While we generally love stick shifts in everything from Miatas to riding mowers, there’s just something wonderfully incongruous about there being one in today’s Nice Price or Crack Pipe Mercury. Let’s see however, if its price will keep you from becoming the Marquis de sad.
Pontiac’s advertising once touted that We Build Excitement, Pon-tee-ack! Well, GM’s former mid-tier brand doesn’t build anything anymore, having been driven waaaaay out in the country back in 2010. Twenty years before its demise however, they built yesterday’s 1990 Grand Prix with a little help from ASC/McLaren. That car appeared to be a museum-quality example of the marque, but too few of you felt much excitement building over its asking price, and it fell in an 82% loss. Pipe-of-Crack!
Perhaps if yesterday’s Pontiac had been a stick shift, and had been several thousands cheaper and perhaps more Panther-based, its outcome would have been more positive. Remarkably, that’s exactly the case with today’s car, so - as a scientific experiment - let’s see how it fares.
There are certain inexplicably incongruous sights in life - Adam Sander accepting an award at the Oscars; cats not being A-holes; and non-creepy clowns prominent among them. You can add to that list this 1990 Mercury Grand Marquis granny-mobile, which magically has a cueball-topped stick shifter sprouting from its tranny tunnel.
As we all know, Ford’s Panther platform cars were always intended to be auto-only, while a few intrepid individuals have sought to rectify Ford’s obvious oversight.

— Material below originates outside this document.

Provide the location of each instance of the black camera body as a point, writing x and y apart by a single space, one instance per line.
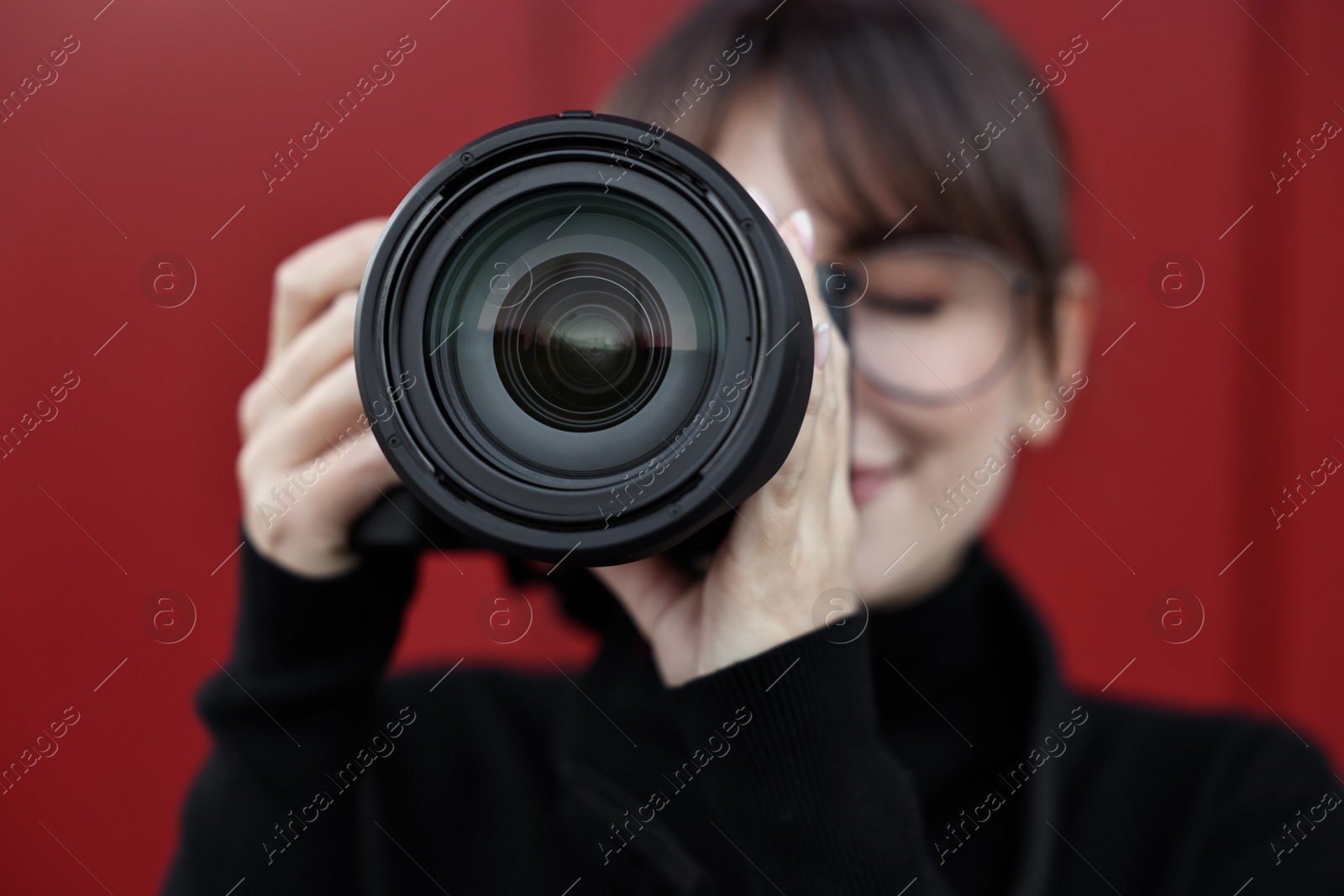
578 338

This Merc is further evidence of those rebels.
Of course if you’re going to three-pedal a Panther, this Marquis is absolutely the way to go. Its landau vinyl roof, brightwork up the wazoo, and the squared-off upright, goes-to-church-and-waves-the-flag styling are all so antithetical of anything and everything that a manual transmission stands for that it’s just a hilarious combination. It’s sort of like if instead of chocolate and peanut butter Reese’s Cups were comprised of front parlor ribbon candy and meth.
This 4-door Marquis comes with a five-point-oh to make the discordant T5 underfloor useful, and the ad notes that it only has 80K on the clock. Power is sent back to a 8.8-inch LSD rearend through a driveshaft that’s notable for being made from beer cans. The exhaust is comprised of stainless steel headers, an H-pip,e and dual cats before a pair of Flowmasters dump the noize out the back. All good stuff that.
The bodywork looks fine in the pics, having been resprayed a couple of years back. The top isn’t peeling which is a plus, as I’d hate to have to drive to Cleveland to get one of these things recovered. That’s where they do that, right?
The 20-inch wheels in a couple of the pictures have already been sold, and the car now rolls on the factory alloys, which aren’t bad looking but do seem a little small by modern standards.
Inside it’s all grey mouse fur and excessive padding, just like it should be. The dash is festooned with a butt-load of extra gauges including a steering column-mounted tach. Remarkably the original Ford cassette deck stereo remains, a further vestige of this car’s old school-ness. Hopefully you don’t change radio stations every time you shift into first and third.
In fact, the quality of the transmission conversion isn’t explicitly evident here at all. Hopefully things like the ignition interlock have been hooked up so as to get the car through certain state inspections that look at such things.
All that comes with a $2,500 price tag, which very obviously is less than the sum of its parts - and labor - that went into making this Marquis a manual. What’s your take on this odd-bodkin of a Merc, is it a steal? Or at that price, is this Marquis’ seller trying to really stick it to someone?